Ollydbg Debugging - Pass exception to application / Step into instruction

Question

I'm trying to identify a bug in a program (32bit) which could probably lead to code execution. So far I debugged the application with ollydbg and ran my exploit code. Then ollydbg gives me an exception.

• If I press "Ctrl+F9" nothing seems to be executed of my shellcode
• In contrast when the exception occures and I step through the next instructions with "F8" I finally reach my shellcode and it gets executet
• If I run the application without ollydbg, my shellcode also doesn't get executed

Why does my shellcode get executed when I step to the next instructions an otherwise not? What's then the normal case when I run my application without a debugger?

Thanks a lot!

Answer 1

When an exception is raised in a thread the system will first check if a debugger is attached.

If a debugger is attached the exception is reported to the debugger (and not to the faulting process or thread). In ollydbg (and most debuggers) you then have the choice to do something with that exception.

The 1st one is to pass that exception to the faulting thread (CTRL+F9) in ollydbg.

The system will look at the EXCEPTION_REGISTRATION_RECORD for the current thread and walks the list of EXCEPTION_REGISTRATION structures (each of these structures has an exception handler) and check if a handler can handle the exception.

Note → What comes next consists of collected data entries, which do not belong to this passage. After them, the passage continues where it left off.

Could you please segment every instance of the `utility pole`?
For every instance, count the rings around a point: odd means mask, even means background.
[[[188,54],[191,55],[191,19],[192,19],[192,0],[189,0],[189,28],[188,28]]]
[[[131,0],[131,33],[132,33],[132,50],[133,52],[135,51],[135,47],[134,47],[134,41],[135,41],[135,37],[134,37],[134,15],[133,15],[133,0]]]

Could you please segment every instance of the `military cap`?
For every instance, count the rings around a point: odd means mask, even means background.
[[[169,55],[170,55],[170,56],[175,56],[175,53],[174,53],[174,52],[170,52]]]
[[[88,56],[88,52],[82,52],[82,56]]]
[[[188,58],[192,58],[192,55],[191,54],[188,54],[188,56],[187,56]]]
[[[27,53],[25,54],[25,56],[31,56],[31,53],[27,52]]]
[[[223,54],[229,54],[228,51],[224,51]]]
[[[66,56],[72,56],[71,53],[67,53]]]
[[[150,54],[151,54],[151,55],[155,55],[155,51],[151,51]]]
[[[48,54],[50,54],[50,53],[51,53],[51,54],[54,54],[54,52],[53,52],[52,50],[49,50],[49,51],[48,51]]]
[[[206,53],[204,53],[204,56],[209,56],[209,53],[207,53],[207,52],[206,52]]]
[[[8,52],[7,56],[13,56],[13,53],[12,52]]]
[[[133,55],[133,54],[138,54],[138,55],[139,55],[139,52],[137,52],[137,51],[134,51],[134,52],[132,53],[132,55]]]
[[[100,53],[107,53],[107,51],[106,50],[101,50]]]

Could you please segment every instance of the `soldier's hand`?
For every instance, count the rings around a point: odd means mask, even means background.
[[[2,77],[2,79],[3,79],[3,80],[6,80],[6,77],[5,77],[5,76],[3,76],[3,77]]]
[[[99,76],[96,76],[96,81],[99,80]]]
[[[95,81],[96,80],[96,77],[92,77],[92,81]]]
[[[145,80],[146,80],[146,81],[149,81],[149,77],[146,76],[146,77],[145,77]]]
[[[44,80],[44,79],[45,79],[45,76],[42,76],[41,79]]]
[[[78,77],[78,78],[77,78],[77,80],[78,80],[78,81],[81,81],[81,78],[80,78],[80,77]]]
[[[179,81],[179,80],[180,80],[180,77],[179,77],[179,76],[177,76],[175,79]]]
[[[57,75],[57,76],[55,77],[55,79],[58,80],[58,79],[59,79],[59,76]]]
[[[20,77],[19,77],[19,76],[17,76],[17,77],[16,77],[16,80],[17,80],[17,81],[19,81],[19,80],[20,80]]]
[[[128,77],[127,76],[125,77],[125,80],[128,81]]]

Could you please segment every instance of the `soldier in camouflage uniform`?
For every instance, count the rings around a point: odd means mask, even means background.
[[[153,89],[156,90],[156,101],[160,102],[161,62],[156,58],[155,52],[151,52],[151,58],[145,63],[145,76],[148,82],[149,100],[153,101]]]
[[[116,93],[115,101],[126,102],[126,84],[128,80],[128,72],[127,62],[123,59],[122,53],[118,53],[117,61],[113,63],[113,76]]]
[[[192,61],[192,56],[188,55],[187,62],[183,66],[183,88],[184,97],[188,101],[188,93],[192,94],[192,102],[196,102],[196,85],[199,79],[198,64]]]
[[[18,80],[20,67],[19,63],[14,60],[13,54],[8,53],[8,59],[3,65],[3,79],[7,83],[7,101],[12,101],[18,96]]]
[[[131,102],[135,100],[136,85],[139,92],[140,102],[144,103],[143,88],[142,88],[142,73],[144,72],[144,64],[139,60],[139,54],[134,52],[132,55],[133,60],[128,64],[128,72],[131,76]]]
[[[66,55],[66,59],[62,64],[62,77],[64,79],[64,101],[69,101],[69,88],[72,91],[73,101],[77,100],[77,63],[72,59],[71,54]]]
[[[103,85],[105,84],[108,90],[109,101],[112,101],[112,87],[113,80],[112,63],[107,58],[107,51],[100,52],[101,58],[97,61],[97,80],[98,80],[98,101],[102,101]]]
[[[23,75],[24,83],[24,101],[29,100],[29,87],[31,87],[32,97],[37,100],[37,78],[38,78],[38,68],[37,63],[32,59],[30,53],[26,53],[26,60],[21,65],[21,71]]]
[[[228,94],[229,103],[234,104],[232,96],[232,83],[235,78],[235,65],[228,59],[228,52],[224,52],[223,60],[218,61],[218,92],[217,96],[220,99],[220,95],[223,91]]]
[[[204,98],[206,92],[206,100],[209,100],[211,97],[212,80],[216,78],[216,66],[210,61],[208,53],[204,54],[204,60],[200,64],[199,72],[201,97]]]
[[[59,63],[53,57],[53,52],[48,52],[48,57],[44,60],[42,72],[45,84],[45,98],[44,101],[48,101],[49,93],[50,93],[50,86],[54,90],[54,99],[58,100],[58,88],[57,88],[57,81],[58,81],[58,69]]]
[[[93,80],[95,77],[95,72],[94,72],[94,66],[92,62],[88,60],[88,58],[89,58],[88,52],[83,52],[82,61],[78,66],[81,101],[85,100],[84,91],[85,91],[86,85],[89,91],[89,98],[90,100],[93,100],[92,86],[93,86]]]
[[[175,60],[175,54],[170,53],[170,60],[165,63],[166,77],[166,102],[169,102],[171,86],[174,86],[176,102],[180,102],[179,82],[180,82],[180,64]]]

• If a handler can handle the exception, the stack is unwind (to a certain point) and the thread might continue its life.

• If no handler can handle the exception, the final handler is called and the program crashes (the system will then usually display a dialog box informing the user that the process crashed).

This is exactly the same behavior in the case no debugger is attached.

Thus, in your case, passing the exception to the debugger will probably unwind the stack, and the thread will continue its execution after the location of the exception (or simply crash the whole application if the exception couldn't be handled).

The second option - when a debugger is attached - is to not pass the exception to the faulting thread (using one of the step [into | over] / run button). In this case the system will not search for any handler and the thread will either simply rethrow the exception (if it can't pass over it) or continue execution like nothing happened (if the debugger knows how to handle it).

You should check which type (most probably one of: Access violation in read / write ; breakpoint exception) of exception is raised and correct the problem (see at the bottom of the ollydbg window, it will tell you which kind of exception has been raised) if you want to execute your shellcode without problem.